# EdgeStar vs. Vinotemp



## Mahoney86 (Jan 18, 2011)

After going through my humidor yesterday, it is already overflowing and I really need to bite the bullet and start my winedor so I can start keep boxes. I have been going through all the builds.. What are the pros and cons of Vino vs Edgestar? No one around here has them in stock so I will have to order it. Thanks


----------



## quo155 (Aug 10, 2010)

I can't speak on the Vinotemp, but I do have the EdgeStar 28. Check out my thread here: quo155's EdgeStar Build

I love mine, and if I ever have to get another one...I will buy the same.

I guess the only thing I could say about the two is that I find the EdgeStar for much less than the Vinotemp. For me, it ES looks great (as they both do) and mine holds the temp right where i want it. Before moving, I always had it in my garage and it kept the temp good, even during the summer...and here in Texas, it gets hot!

Also, I will be posting some new pics to my build thread hopefully today, or this weekend for sure.

In the end, I think they are both good units...I went with the ES due to price and I love it!

Another BOTL here, bcannon87 has the ES28 as well and as far as I know...he loves his too.

Good luck on your new endeavor!


----------



## Mahoney86 (Jan 18, 2011)

Thanks. It seems that the edgestar is deffinately better pricing.


----------



## bcannon87 (Sep 8, 2010)

+1 on what Tommy Said!


----------



## falconman515 (Jul 10, 2011)

Some seem to be going with the New Air ( AW-280E NewAir 28 Bottle Thermoelectric Wine Cooler With Touch Screen and LED Light )

I'm leaning in this direction myself. Forest makes nice looking drawers for this model and I like the black as well... plus not sure about the pros and cons but the edgestar has a dial for temp on the inside back and the New Air has the touch button with LED display on the front (I would assume this would be better so you can set temp and not have to open and close the cooler to turn up and down the temp control).

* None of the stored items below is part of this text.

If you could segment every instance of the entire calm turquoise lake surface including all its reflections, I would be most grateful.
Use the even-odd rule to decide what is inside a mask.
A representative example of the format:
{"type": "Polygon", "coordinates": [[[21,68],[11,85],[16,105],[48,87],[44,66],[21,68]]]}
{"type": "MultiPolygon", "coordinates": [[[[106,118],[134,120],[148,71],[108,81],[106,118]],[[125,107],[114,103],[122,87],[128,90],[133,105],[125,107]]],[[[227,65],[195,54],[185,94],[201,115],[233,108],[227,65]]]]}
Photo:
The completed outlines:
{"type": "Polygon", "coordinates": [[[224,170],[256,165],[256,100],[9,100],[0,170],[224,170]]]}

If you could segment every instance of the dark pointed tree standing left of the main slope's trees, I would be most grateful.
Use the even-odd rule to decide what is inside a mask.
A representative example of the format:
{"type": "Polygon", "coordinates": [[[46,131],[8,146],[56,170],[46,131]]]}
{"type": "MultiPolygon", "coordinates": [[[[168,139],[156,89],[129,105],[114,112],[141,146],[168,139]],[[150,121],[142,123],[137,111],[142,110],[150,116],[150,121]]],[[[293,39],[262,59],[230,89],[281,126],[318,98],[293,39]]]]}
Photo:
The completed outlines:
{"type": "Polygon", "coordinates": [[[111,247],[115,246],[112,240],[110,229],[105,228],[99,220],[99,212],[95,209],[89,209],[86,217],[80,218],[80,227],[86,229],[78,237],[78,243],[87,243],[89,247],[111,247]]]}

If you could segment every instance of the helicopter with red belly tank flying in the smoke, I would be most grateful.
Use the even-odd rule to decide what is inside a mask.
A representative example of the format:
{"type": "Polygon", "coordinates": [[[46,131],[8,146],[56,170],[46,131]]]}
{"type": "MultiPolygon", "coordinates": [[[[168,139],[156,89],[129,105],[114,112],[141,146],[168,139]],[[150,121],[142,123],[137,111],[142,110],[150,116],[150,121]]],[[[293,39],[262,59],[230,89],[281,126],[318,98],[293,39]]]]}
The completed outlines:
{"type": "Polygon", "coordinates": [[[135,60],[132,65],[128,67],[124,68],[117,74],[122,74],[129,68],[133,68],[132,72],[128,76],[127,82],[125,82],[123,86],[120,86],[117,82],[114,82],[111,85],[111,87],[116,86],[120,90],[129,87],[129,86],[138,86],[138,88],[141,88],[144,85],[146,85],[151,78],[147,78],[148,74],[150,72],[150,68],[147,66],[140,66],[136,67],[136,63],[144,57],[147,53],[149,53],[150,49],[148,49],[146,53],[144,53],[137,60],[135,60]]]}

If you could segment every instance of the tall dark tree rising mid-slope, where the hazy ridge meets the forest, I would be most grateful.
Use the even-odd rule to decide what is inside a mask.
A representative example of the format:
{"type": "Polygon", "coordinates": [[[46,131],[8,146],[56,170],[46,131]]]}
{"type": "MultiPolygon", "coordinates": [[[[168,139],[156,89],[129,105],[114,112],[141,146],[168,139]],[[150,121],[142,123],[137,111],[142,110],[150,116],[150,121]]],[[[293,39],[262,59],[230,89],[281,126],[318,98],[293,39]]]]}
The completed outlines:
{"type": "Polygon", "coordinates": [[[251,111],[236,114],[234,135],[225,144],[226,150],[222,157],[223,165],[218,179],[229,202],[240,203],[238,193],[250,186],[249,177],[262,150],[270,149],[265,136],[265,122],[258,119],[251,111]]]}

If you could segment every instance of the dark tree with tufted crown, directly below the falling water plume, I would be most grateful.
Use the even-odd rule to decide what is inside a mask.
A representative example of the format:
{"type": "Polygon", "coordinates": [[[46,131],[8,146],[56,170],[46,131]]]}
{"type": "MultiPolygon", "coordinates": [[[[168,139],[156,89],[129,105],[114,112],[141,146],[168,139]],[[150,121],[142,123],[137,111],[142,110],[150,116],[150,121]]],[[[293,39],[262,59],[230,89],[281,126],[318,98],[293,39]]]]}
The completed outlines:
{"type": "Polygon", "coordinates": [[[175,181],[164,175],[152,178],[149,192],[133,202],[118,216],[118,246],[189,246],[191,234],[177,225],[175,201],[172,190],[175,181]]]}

Plus another thing is price... though Edgestar is a killer cooler what I have read and seen and the price is great no doubt... the New air is even less. Right now with the 7% discount it comes in at a total of $191.42 Shipped! I see you dont live in CA so you wont have to pay tax either.

Right now CA has the Edgestar for $230.00 shipped so with the new Air you will save almost 30 more bucks.

Just throwing this out there since I am really researching to make a purchase myself and I am starting to lean more toward the New Air. Read the reviews on there site as well, there are alot guys leaving reviews on the Air and Water site about converting it to a cigar humidor.

Here is the link to Forrests drawers and if you scroll down to the bottom it shows a picture of the New Air with drawers in it to get a feel for how it looks: http://www.cigarforums.net/forums/v...-forum/288447-wineador-drawers-shelves-5.html


----------



## falconman515 (Jul 10, 2011)

Ohh wow I found this link as well.... its Air and Waters eBay site and the price is $175.00 but comes with free shipping!!!

http://cgi.ebay.com/NEW-28-Bottle-W...49633060?pt=Refrigerators&hash=item27bb82c124

Still comes with 30 day money back return as well.

So now on this deal you save another $16 bucks!

I think I will be jumping on this very soon now for this crazy price.


----------



## Mahoney86 (Jan 18, 2011)

Thanks for the help!


----------



## zirotti (Dec 26, 2011)

I should have my Edgestar on Friday! Also place an order with Forrest for the drawers/shelves. Hopefully can have those relatively quick as well. I really like the Vinotemp but the Edgestar saved me $250...


----------